I have a query that produces 529,032 rows, which I store into a table called EFOT_DISTINCT_COMBOS
.
(This used to be a materialized view, but our server administrators recommended that we use plain tables instead, and manually "refresh" the data from queries, using stored procedures.)
What I need to do with it next, is a CROSS JOIN
, which is encountering a major problem ... the server locks up and just hangs, without doing any work ... (library cache lock?)
So it looks like I need to replace the CROSS JOIN
in my query, and find a better way to write this query.
This query looks like a nightmare, but it's actually MUCH simpler than it looks - it just calculates some simple conditional totals.
(Months ago I had tried using window functions for this, but the window functions broke something (I don't remember what exactly) so I had to revert back to simple aggregates for some reason.)
The table we are CROSS JOIN
ing, is called SNAPSHOTS
, and it is a very short table - only containing 44 rows (it won't grow much bigger, maybe maximum 80-100 rows eventually).
529,032 x 44 = 23,277,408 rows produced by this CROSS JOIN
.
I tried to reduce this footprint, by adding HAVING COUNT(ef.TIMESTAMP) > 0
at the bottom, which removes probably 75% of the results (which I don't necessarily need).
This definitely helps, but the query still fails to execute on the server.
SELECT
ss.TIMESTAMP,
ss.TIMESTAMP_DATE,
fc.FISCAL_QUARTER,
fc.LOB,
fc.FREQUENCY,
fc.EDGE_VP,
fc.EDGE_RM,
fc.EDGE_ASM,
NVL(SUM(ef.PIPELINE),0) AS PIPELINE,
NVL(SUM(ef.BEST),0) AS BEST,
NVL(SUM(ef.FORECAST),0) AS FORECAST,
NVL(SUM(ef.CLOSED),0) AS CLOSED,
CASE fc.FREQUENCY WHEN '%' THEN NVL(SUM(ef.PIPELINE_DIFF),0)

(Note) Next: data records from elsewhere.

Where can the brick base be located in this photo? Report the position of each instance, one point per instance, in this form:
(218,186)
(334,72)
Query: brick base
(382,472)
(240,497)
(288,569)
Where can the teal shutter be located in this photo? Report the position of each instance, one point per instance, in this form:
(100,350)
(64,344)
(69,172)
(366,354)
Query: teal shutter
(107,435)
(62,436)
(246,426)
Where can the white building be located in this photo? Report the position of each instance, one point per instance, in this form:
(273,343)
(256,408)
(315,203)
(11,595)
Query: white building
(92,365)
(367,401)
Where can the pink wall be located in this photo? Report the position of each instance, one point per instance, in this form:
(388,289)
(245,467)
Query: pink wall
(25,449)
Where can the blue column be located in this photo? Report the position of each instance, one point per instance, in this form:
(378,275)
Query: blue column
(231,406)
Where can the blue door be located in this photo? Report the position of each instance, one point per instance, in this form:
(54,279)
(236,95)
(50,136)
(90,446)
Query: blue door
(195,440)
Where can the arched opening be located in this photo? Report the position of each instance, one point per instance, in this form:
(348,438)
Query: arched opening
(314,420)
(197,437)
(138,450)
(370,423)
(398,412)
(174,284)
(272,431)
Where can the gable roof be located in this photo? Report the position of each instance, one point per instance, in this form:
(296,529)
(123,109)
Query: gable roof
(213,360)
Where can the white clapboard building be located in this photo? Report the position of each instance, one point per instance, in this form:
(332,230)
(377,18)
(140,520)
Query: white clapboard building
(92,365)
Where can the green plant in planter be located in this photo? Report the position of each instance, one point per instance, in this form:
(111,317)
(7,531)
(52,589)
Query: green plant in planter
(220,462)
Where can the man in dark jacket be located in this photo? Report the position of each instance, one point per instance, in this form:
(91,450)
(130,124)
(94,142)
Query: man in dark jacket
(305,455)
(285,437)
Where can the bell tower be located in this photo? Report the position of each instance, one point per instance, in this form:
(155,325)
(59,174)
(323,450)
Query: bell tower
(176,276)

WHEN 'D' THEN NVL(SUM(ef.D_PIPELINE_DIFF),0)
WHEN 'W' THEN NVL(SUM(ef.W_PIPELINE_DIFF),0)
WHEN 'M' THEN NVL(SUM(ef.M_PIPELINE_DIFF),0)
WHEN 'Q' THEN NVL(SUM(ef.Q_PIPELINE_DIFF),0)
WHEN 'Y' THEN NVL(SUM(ef.Y_PIPELINE_DIFF),0) END AS PIPELINE_CHANGE,
CASE fc.FREQUENCY WHEN '%' THEN NVL(SUM(ef.BEST_DIFF),0)
WHEN 'D' THEN NVL(SUM(ef.D_BEST_DIFF),0)
WHEN 'W' THEN NVL(SUM(ef.W_BEST_DIFF),0)
WHEN 'M' THEN NVL(SUM(ef.M_BEST_DIFF),0)
WHEN 'Q' THEN NVL(SUM(ef.Q_BEST_DIFF),0)
WHEN 'Y' THEN NVL(SUM(ef.Y_BEST_DIFF),0) END AS BEST_CHANGE,
CASE fc.FREQUENCY WHEN '%' THEN NVL(SUM(ef.FORECAST_DIFF),0)
WHEN 'D' THEN NVL(SUM(ef.D_FORECAST_DIFF),0)
WHEN 'W' THEN NVL(SUM(ef.W_FORECAST_DIFF),0)
WHEN 'M' THEN NVL(SUM(ef.M_FORECAST_DIFF),0)
WHEN 'Q' THEN NVL(SUM(ef.Q_FORECAST_DIFF),0)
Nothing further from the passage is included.